Dark, stately, noble-minded and slightly creaky in the joints -- that's the Abraham Lincoln most Americans know, and it also describes "Lincoln," Steven Spielberg's cinematic portrait of the man. Starring Daniel Day-Lewis in the title role, "Lincoln" is wrapped in the heavy cloak of the traditional biopic, with all the top-shelf acting, period detail and important speeches the genre requires.
"Lincoln" is based on Doris Kearns Goodwin's book "Team of Rivals: The Political Genius of Abraham Lincoln," which details the 16th president's efforts to unite bitter enemies to end both slavery and the Civil War. Herein lies the movie's freshest idea, of Lincoln as a wheeler-dealer trading secret favors for yea-votes on the 13th Amendment to abolish slavery. There's also something delicious in discovering that Honest Abe could be a Clinton-caliber prevaricator.
If, in this postelection haze, you can stand watching more debates, the movie's liveliest scenes take place in the riotous House of Representatives with scores of fine actors like Lee Pace (as the pro-South Democrat Fernando Wood), a surprisingly funny James Spader (as a dirty-work Lincoln operative) and Tommy Lee Jones as Thaddeus Stevens, another abolitionist willing to do anything for his cause. Stevens is also the one character in this mostly white movie who regards blacks as actual people, not distant abstractions.

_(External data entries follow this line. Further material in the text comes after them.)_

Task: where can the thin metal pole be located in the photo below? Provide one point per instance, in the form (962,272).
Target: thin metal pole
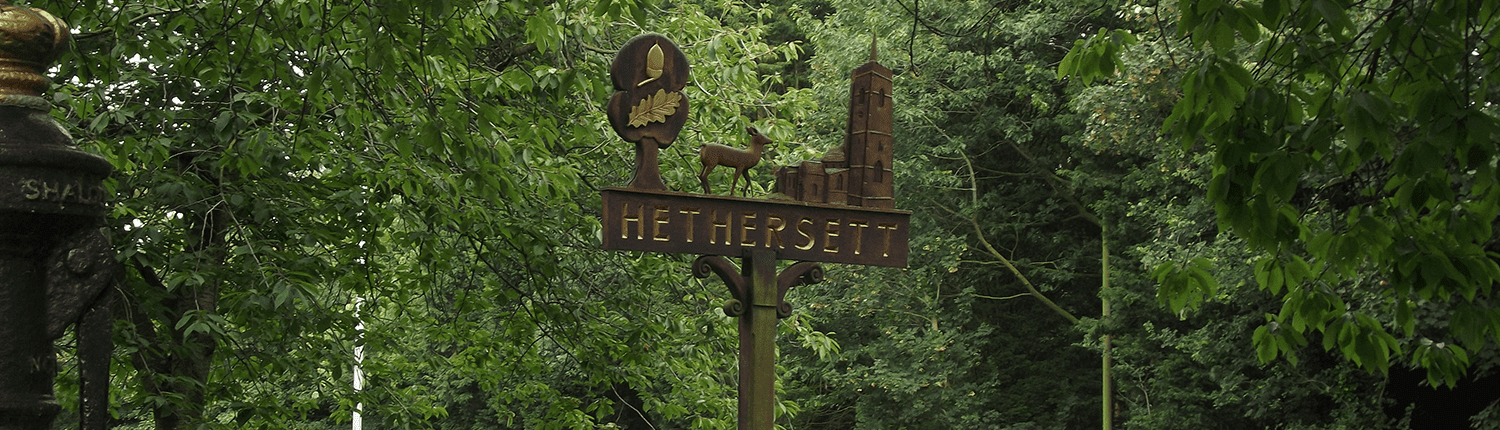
(359,358)
(758,343)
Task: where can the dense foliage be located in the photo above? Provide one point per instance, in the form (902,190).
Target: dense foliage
(1115,231)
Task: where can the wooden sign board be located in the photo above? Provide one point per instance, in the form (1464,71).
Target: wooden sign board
(660,220)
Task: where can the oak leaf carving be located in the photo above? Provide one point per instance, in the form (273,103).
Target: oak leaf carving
(654,108)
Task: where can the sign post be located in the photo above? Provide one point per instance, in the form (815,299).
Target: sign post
(839,209)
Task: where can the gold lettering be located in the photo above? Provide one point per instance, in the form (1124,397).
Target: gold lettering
(48,191)
(716,225)
(806,234)
(690,213)
(830,232)
(858,234)
(29,188)
(659,217)
(773,229)
(888,228)
(626,219)
(746,225)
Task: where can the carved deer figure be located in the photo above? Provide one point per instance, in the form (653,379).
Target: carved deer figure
(716,155)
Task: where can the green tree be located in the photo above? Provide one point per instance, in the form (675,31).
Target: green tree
(1353,150)
(279,161)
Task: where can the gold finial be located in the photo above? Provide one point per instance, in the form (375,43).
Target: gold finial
(30,41)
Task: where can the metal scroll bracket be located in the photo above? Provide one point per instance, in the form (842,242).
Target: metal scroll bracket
(758,285)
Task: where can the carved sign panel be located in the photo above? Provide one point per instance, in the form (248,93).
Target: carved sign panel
(722,225)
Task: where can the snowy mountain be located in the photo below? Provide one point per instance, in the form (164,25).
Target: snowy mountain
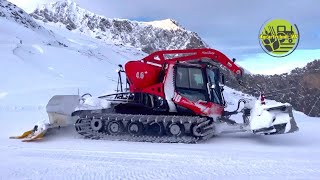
(149,36)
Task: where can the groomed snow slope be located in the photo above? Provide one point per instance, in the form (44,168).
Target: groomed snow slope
(32,72)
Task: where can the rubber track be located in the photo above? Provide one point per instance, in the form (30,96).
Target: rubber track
(83,127)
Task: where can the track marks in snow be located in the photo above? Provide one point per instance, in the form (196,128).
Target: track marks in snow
(108,163)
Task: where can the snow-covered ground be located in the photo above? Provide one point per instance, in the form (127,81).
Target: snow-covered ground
(32,72)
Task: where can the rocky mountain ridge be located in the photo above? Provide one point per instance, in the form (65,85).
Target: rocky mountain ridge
(149,36)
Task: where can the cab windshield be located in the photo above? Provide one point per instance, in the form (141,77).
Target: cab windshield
(213,80)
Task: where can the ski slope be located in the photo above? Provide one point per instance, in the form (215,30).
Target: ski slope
(33,71)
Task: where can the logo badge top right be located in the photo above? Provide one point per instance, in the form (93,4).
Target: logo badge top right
(279,37)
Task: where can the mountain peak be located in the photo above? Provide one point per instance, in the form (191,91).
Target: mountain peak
(147,36)
(167,24)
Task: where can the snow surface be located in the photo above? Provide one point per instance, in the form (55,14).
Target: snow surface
(32,72)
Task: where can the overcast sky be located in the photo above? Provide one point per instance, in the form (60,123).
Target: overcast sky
(231,26)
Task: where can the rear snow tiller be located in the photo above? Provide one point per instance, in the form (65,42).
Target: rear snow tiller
(173,96)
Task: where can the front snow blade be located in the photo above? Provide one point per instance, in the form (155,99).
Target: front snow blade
(36,133)
(24,135)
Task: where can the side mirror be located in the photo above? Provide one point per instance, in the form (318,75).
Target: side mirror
(222,79)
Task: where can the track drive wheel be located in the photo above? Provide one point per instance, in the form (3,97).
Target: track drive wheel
(115,127)
(135,128)
(155,129)
(175,129)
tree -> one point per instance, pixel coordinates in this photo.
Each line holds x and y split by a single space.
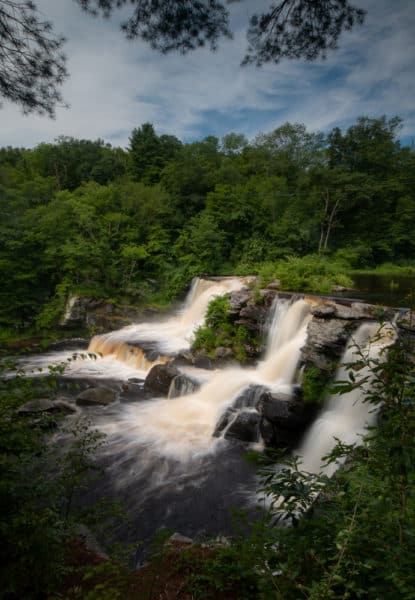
32 66
150 153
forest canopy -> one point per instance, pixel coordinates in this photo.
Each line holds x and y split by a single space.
81 216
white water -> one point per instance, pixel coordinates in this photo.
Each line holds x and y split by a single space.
346 416
181 428
175 333
115 358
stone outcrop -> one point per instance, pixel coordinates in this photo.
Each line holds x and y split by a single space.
244 427
83 312
326 339
159 379
44 405
283 419
183 385
96 396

As for Day-Lewis, he's uncannily good. Few actors have seemed so thoroughly comfortable in a role, and few could glide so easily through screenwriter Tony Kushner's tricky dialogue, mingling the era's flowery grandiloquence with down-home expressions like "Buzzard's guts, man!" Sally Field, as a histrionic Mary Todd, and Joseph Gordon-Levitt, as her son Robert, feel less convincing.
Overall, this finely crafted "Lincoln" offers everything you'd expect. But somehow, that's a little disappointing.
PLOT The story of Abraham Lincoln's efforts to end slavery and the Civil War during the final months of his life
RATING PG-13 (brief violence and gruesome imagery)
BOTTOM LINE Honest Abe as wheeler-dealer is an intriguing new notion, and Day-Lewis is extraordinary in the role. But this "Lincoln" feels like a museum piece, well-crafted and resolutely traditional.